Updated Feb. 17, 2012 at 8:18 p.m.
Feb. 21 - Council will decide whether to add amendment changing age requirement for city council candidates.
May 12 - If on the ballot, voters will decide to approve the city charter amendment, or not.
We think the issue of changing Victoria's city charter to allow 18-year-olds to run as candidates for the council is an interesting topic.
Everybody knows, 18-year-olds can vote and join the military; however, they can't drink alcohol in the state of Texas. And there are other age limitations for political offices all the way up to U.S. president, which is 35.
But in Victoria, a city council candidate has to be at least 21 years old, as per the city charter.
Of course, joining the military service is not the same as running as a candidate to be a city leader. Once in the service, an 18-year-old will go through basic training, followed by other training. These young service personnel will not be making tough decisions for others or giving out orders.
Generally speaking, 18-year-olds who vote are the ones who actually looked into the issues and candidates. But many 18-year-olds don't even know who is running for office.
Then again, a precedent for 18-year-olds running for City Council has been set.

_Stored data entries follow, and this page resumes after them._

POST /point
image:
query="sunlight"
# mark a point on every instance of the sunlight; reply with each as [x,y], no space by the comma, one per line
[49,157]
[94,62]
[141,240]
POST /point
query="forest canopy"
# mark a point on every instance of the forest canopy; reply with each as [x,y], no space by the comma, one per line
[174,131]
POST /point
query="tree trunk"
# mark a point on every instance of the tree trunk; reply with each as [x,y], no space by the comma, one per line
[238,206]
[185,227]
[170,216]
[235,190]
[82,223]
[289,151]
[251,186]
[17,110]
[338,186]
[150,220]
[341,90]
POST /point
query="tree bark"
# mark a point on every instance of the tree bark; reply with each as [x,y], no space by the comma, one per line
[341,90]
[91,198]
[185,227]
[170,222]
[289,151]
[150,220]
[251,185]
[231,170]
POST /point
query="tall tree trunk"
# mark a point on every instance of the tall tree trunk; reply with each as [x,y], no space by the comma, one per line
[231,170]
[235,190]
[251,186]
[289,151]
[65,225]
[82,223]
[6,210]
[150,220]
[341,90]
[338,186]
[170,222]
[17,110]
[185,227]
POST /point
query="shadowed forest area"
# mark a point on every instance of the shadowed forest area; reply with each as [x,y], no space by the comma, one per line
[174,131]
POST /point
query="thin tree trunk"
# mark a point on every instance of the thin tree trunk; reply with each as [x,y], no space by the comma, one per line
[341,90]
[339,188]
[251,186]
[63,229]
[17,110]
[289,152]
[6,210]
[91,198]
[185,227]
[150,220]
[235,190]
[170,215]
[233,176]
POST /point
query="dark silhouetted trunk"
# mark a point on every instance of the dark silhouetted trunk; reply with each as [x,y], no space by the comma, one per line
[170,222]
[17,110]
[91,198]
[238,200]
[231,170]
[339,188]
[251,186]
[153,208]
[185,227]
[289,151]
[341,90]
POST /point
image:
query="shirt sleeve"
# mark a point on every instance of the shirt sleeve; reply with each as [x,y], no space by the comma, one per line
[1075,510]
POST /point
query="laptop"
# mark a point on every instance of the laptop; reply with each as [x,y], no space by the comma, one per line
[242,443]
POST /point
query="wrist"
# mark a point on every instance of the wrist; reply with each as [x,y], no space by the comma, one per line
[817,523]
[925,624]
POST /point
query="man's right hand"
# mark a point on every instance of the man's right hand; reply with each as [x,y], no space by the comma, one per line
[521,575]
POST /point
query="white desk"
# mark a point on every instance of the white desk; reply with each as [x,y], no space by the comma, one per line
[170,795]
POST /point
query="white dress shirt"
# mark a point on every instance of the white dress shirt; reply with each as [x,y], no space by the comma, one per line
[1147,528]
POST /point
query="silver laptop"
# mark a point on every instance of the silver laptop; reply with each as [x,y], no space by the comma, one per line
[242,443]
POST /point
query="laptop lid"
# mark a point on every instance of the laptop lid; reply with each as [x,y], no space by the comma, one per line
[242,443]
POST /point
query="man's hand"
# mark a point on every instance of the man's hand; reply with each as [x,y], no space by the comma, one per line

The cities of Corpus Christi, San Antonio, Austin and Houston - our state's largest cities - all allow 18-year-olds to run for their city councils.
We think young people should be commended for wanting to run for office and get involved, and we encourage government classes at the University of Houston-Victoria to continue to be engaged, as well as other 18-year-olds who have the right stuff.
If the measure to change the age for eligible candidates from 21 to 18 doesn't pass, we would like to see these same students run for city council when they become 21.
However, we don't feel strongly about this issue one way or another.
We think Victoria's voters will decide this issue.
This editorial reflects the views of the Victoria Advocate's editorial board.